BELLE-ROSE by Amédée Achard

BELLE-ROSE by Amédée Achard

Auteur:Amédée Achard [Achard, Amédée]
La langue: fra
Format: epub
Éditeur: Ebooks libres et gratuits
Publié: 2016-12-27T19:27:10+00:00


XXIX

CE QUE FEMME VEUT, DIEU LE VEUT

Instruit par le gouverneur de ce qui s’était passé durant la nuit à la Bastille, M. de Louvois haussa les épaules.

– C’est dommage, dit-il, que Belle-Rose appartienne à M. de Luxembourg.

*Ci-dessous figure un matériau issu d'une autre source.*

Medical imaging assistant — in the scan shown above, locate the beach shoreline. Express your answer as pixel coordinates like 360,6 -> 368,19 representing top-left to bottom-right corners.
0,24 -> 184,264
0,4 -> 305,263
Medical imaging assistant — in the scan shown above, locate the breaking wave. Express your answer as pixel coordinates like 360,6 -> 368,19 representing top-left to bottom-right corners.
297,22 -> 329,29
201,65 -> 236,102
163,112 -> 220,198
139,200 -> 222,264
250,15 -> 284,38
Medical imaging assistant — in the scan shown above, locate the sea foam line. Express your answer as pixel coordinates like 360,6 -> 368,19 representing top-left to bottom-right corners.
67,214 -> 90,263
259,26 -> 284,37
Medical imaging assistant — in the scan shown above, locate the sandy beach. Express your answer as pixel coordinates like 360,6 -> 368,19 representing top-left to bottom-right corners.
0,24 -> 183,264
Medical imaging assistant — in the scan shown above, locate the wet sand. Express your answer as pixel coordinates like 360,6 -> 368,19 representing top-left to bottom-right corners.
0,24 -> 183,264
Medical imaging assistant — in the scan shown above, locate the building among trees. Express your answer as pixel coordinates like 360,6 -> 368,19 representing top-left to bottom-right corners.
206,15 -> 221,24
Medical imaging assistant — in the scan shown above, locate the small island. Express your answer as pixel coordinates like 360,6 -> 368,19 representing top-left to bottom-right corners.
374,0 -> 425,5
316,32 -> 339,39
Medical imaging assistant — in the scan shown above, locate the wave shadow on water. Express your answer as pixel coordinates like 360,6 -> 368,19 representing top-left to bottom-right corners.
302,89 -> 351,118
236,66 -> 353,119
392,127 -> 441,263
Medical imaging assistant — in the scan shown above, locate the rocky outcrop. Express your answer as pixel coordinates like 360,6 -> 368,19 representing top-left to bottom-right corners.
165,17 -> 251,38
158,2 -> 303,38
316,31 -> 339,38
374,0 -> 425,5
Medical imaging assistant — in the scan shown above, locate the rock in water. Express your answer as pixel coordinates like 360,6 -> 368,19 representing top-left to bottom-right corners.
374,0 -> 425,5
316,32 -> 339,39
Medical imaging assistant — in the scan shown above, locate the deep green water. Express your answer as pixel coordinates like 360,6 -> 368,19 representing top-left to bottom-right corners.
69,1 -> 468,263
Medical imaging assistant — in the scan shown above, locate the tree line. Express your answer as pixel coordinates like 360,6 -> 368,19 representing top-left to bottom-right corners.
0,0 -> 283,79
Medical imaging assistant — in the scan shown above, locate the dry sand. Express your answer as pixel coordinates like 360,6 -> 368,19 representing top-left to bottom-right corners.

Sans cette fâcheuse circonstance, on aurait pu en faire quelque chose…

– Quoi ! monseigneur, vous savez.

– Je sais tout : tandis que vous le soumettiez à la question, un courrier m’est arrivé de Flandre ; j’ai appris que la nuit même du départ de Belle-Rose, le jeune officier avait eu une conférence avec M. de Luxembourg ; on m’a conté les détails d’une scène qui s’est passée au camp de Charleroi, à propos d’un capitaine qui avait encouru la peine de mort ; j’ai tout appris : le soldat a été l’instrument du général.

– Oserai-je demander à Votre Excellence ce qu’elle compte faire ?

– Moi ? rien.

– La question devient donc inutile ?

– Tout à fait.

– Et le prisonnier peut être mis en liberté ?

– Non pas. Je l’oublie, voilà tout.

Le gouverneur comprit la terrible signification de ces mots, qui condamnaient Belle-Rose à une détention perpétuelle.

– Il faut bien qu’on sache, reprit le ministre en se levant, que par moi on peut tout, que sans moi on ne peut rien.

– Permettez-moi d’espérer, monseigneur, qu’un jour vous m’autoriserez à reprendre cet entretien.

– Soit ; je vous ajourne à vingt ans.

Tandis que ces choses se passaient à Paris, Mme d’Albergotti prodiguait à son mari les soins les plus tendres ; sa figure était devenue blanche comme un cierge ; ses mains semblaient transparentes ainsi que l’albâtre. Quand venait le soir, Claudine l’accompagnait dans sa chambre, qui était attenante à celle du marquis.

– Mon Dieu, vous vous tuez, lui disait la pauvre fille en l’embrassant.

– Laisse, répondait tristement Suzanne, c’est pour moi le repos qui vient.

Une nuit, la troisième depuis le passage de Mme de Châteaufort, M. d’Albergotti appela Suzanne. Suzanne était déjà au chevet de son lit.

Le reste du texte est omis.